Twisting Words: How Extremists Betray the Quran

BB Desk

Altaf Ahmad

Follow the Buzz Bytes channel on WhatsApp

Extremists thrive on distortion. They pluck verses from the Quran, strip them of history and context, and weaponize them to justify bloodshed. They shout “kill them wherever you find them” as if Islam commands open-ended slaughter. It does not. This is intellectual dishonesty at its worst.

The so-called “Sword Verse” (Quran 9:5) is the favorite weapon of radicals and Islamophobes alike. On the surface, it seems to endorse violence. In truth, it addressed a specific 7th-century conflict when certain pagan tribes broke peace treaties and waged war against the Muslims. It was about defending a community under siege, not about killing non-believers in general. The very next verse (Quran 9:6) instructs Muslims to give protection and safe passage to enemies who seek peace. The extremists conveniently ignore that.

The Quran’s position is unambiguous: fighting is permitted only in self-defence. It warns, “Fight those who fight you, but do not transgress. God does not love transgressors” (Quran 2:190). The first permission to fight (Quran 22:39) was granted only after Muslims endured years of persecution. Even in war, civilians were off limits, property was not to be destroyed, and force was to stop once the aggressor relented. Compare that with the savagery of extremist groups. They are not defenders of Islam, they are its violators.

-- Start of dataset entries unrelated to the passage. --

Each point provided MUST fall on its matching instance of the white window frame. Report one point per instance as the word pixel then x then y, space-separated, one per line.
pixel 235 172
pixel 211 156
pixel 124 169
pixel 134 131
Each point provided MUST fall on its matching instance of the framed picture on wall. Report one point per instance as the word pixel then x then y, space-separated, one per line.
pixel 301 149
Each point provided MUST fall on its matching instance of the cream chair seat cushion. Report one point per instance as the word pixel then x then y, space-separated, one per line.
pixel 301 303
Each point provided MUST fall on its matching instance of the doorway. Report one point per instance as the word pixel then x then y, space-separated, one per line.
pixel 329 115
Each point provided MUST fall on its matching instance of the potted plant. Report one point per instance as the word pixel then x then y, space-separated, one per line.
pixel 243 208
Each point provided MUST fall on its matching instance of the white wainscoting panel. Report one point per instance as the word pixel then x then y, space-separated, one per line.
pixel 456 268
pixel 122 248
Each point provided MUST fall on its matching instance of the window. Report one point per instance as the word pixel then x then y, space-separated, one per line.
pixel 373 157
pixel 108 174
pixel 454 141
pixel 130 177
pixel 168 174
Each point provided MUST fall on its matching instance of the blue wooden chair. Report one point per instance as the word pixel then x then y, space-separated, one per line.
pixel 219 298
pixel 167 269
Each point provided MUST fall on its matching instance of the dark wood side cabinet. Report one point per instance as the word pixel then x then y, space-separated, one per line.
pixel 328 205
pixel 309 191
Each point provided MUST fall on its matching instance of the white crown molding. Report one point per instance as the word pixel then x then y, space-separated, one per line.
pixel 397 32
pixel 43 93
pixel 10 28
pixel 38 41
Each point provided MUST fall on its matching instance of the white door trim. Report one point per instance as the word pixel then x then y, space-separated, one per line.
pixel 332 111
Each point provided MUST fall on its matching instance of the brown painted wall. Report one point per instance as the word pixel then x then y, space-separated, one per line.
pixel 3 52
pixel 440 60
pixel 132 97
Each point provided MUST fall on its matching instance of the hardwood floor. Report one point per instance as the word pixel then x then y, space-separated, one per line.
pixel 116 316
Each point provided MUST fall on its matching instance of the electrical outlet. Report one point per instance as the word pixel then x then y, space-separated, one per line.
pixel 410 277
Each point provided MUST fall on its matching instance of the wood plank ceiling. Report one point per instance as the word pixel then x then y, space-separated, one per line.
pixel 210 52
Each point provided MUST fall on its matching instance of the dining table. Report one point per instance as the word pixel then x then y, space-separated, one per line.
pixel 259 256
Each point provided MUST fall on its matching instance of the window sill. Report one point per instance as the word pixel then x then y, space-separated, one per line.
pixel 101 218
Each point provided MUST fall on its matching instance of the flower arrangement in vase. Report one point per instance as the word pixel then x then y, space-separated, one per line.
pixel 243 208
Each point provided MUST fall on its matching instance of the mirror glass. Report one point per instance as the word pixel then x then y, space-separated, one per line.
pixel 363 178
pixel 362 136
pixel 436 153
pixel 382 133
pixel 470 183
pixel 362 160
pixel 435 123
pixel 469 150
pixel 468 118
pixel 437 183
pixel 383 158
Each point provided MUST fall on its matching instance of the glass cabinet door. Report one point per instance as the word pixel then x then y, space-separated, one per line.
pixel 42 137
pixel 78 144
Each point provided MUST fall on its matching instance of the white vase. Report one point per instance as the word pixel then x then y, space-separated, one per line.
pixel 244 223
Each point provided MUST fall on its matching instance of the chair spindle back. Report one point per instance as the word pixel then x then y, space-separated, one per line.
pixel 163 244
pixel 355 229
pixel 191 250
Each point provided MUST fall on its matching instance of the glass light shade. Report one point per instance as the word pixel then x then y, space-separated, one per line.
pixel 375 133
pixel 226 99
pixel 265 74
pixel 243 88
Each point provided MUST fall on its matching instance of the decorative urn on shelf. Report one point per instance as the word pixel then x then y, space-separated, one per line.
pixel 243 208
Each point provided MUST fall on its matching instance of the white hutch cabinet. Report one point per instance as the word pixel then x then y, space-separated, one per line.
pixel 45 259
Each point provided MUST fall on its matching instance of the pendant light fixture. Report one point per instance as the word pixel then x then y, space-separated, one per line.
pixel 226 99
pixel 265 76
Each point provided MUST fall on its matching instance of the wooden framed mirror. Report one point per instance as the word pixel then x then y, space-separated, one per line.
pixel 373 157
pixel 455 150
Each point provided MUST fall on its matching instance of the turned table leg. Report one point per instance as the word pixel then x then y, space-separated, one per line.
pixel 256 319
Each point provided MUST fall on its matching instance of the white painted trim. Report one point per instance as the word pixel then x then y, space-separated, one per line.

Extremists also twist verses about Jews and Christians to sow hatred. Quran 5:51 is often misread as “do not take Jews and Christians as friends.” This mistranslates the Arabic word “awliya.” It does not mean casual friendship. It means political or military alliances with groups actively at war with Muslims. The verse was revealed in the context of betrayal by a hostile tribe, not as a ban on peaceful coexistence. The Quran elsewhere praises fair Christians and calls for justice and kindness toward all who live in peace. Again, the radicals are lying.

Another favorite distortion is Quran 60:1, which cautions against allying with God’s enemies. Extremists stretch it into a doctrine of hatred toward all non-Muslims. Yet the verse referred to Meccans who were in open war with Muslims. The same chapter clarifies that those who do not fight you must be treated with fairness and compassion. The Prophet himself maintained friendships with non-Muslims. If his example means anything, the extremist reading collapses.

The pattern is clear. Extremists mutilate the text to serve their ideology. They rely on fear, ignorance, and cherry-picking. When you restore context, their narrative crumbles. The Quran, read honestly, points not to endless war but to restraint, mercy, and peace. “If they incline towards peace, then you incline towards it” (Quran 8:61). “There is no compulsion in religion” (Quran 2:256). These are not marginal lines. They are core principles.

Those who claim to fight in God’s name by massacring innocents betray the very book they quote. They are not champions of Islam but its saboteurs. To defeat their propaganda, we must insist on context, history, and scholarship. The extremists twist the Quran. We must untwist it. Only then can the truth stand: Islam’s message is justice, compassion, and peace, not cruelty masquerading as faith.